In some embodiments, the administration of niraparib, or a pharmaceutically acceptable salt thereof, and radiation therapy begins after resection of a primary brain cancer tumor. In some embodiments, the niraparib, or a pharmaceutically acceptable salt thereof, is administered as an add-on therapy to radiation therapy in the treatment of brain cancer. In some embodiments, the niraparib, or a pharmaceutically acceptable salt thereof, is administered as an add-on therapy to radiation therapy in the treatment of unmethylated MGMT glioma. In some embodiments, the niraparib, or a pharmaceutically acceptable salt thereof, is administered as an add-on therapy to radiation therapy in the treatment of unmethylated MGMT glioblastoma. In some embodiments, the niraparib, or a pharmaceutically acceptable salt thereof, is administered as an add-on therapy to radiation therapy in the treatment of unmethylated glioma. In some embodiments, the niraparib, or a pharmaceutically acceptable salt thereof, is administered as an add-on therapy to radiation therapy in the treatment of unmethylated glioblastoma.

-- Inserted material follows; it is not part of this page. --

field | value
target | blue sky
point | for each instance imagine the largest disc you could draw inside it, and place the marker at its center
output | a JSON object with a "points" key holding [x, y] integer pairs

In some embodiments, the radiation therapy is about 60 Gy (unit gray). In some embodiments, the radiation therapy is about 10 Gy (unit gray).
In some embodiments, the niraparib, or a pharmaceutically acceptable salt thereof, and radiation therapy is administered for about 6-7 weeks.
In some embodiments, the human subject further receives maintenance treatment of niraparib, or a pharmaceutically acceptable salt thereof, without radiation therapy after the treatment with niraparib, or a pharmaceutically acceptable salt thereof, and radiation therapy.
In some embodiments, the human subject further receives maintenance treatment of niraparib, or a pharmaceutically acceptable salt thereof, without radiation therapy subsequent to the treatment with niraparib, or a pharmaceutically acceptable salt thereof, and radiation therapy.
In some embodiments, the human subject further receives maintenance treatment of niraparib, or a pharmaceutically acceptable salt thereof, without radiation therapy subsequent to the treatment with niraparib, or a pharmaceutically acceptable salt thereof, and radiation therapy, until disease progression occurs.
In some embodiments, the human subject further receives maintenance treatment of niraparib, or a pharmaceutically acceptable salt thereof, without radiation therapy about 4 weeks after the treatment with niraparib, or a pharmaceutically acceptable salt thereof, and radiation therapy.
In some embodiments, the administering of niraparib, or a pharmaceutically acceptable salt thereof, follows prior therapy. In some embodiments, the administering of niraparib, or a pharmaceutically acceptable salt thereof, does not follow prior therapy. In some embodiments, the niraparib, or a pharmaceutically acceptable salt thereof, is administered as an add-on therapy to radiation therapy.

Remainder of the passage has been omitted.